Şimdiye kadar söylenenler için, nitrik oksit kayda değer bir terapötik potansiyele sahiptir:
kan basıncında azalma
bağışıklık savunmalarının güçlendirilmesi
anjina, felç ve kalp krizinin önlenmesi
erektil disfonksiyon tedavisi
Ancak, bu molekülün güçlü oksitleyici etkisinin doğasında var olan olumsuz etkileri unutmamalıyız. Nitrik oksidin sitotoksik etkileri, serbest radikallerin (duman, alkol, ilaçlar, ultraviyole ışınları ve iyonlaştırıcı radyasyon) üretimini önemli ölçüde artırabilen diğer oksitleyici ajanlar tarafından indüklenenlerle karşılaştırılabilir.Size serbest radikallerin fazlalığının şu anda olduğunu hatırlatırız. erken yaşlanma, dejeneratif hastalıklar ve bazı kanserlerin en tehlikeli müttefiklerinden biri olarak kabul edilir.

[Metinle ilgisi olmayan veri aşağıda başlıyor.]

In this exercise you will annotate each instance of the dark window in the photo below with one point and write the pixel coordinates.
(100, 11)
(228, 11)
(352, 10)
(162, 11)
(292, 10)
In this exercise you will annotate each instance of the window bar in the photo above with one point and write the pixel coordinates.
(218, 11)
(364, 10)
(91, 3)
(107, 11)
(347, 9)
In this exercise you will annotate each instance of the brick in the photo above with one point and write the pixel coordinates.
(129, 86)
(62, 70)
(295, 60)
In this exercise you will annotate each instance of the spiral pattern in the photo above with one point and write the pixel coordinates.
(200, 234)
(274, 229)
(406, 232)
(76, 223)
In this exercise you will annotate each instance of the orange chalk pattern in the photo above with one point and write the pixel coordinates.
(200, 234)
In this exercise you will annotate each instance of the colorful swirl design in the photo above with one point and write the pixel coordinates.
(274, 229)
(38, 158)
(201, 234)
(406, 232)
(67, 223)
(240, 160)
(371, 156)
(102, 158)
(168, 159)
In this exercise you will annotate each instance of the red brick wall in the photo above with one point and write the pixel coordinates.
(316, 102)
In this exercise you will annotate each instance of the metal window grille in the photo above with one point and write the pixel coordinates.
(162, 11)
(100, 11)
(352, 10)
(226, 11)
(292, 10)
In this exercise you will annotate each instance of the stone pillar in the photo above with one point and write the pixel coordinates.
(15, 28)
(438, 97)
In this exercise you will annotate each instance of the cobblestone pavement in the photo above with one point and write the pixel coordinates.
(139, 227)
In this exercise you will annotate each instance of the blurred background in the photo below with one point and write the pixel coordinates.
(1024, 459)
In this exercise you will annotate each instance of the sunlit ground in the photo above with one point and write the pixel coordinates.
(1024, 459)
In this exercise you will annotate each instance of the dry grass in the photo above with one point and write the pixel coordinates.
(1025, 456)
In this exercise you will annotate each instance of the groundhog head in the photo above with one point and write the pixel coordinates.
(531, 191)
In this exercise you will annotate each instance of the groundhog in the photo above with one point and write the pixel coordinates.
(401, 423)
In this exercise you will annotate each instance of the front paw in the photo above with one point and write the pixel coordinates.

Bu basit düşünce en azından nitrik oksidi mucizevi bir madde olarak boyayanları düşündürmelidir.Bu konuda iki hipotez vardır: ya nitrik oksidin yararlı etkisi azalır ya da aynısı serbest radikallerin olumsuz etkisi ile yapılır. Nitrik oksidin etkinliğini ve güvenliğini değerlendirmek amacıyla yürütülen mevcut deneylerin sonuçlarına göre, çok fazla heyecan yaratmaktan kaçınılması, faydaların yan etkileri çok aştığı durumlar için kullanılması tavsiye edilir.
Nitrik oksit takviyeleri
Gıda takviyesinin renkli sektörü, endojen nitrik oksit sentezini arttırabilen ürünlerle giderek daha zengin hale geliyor.Özellikle, ağız yoluyla yüksek dozlarda öncü amino asit (L-arginin) verilmesine odaklanılıyor. Bu takviyeleri destekleyenlere göre, düzenli arginin alımı nitrik oksit sentezini artırabilir. Buna düzenli olarak amino asit alımından kaynaklanan klasik faydalar eklenmelidir (GH üretimi, organizmanın detoksifikasyonu ve bağışıklık savunmasının güçlendirilmesi için pozitif uyarı).
Gerçekte, önceki paragrafta çok basit bir şekilde söylenenlere rağmen, nitrojen monoksit sentezi endokrin ve mekanik faktörlere yanıt veren karmaşık bir süreçtir. Argininin uyarıcı etkisi, yalnızca artan ihtiyaç durumunda veya bu besin maddesinden fakir bir diyetin neden olduğu eksikliklerin varlığında fark edilir hale gelir.
Arginin bazlı birçok ürün, 120 gram kuru meyve veya 150 gram ette bulunan günlük 3000 mg alımını önermektedir.Son zamanlarda, geleneksel arginin yerine, bir öncüsü olan amino asit L-'nin entegrasyonu. sitrülin (genellikle sitrülin malat formunda) doza bağlı bir şekilde nitrik oksit sentezi için mevcut olan arginin miktarını arttırabilen Aynısı agmatin için de geçerlidir.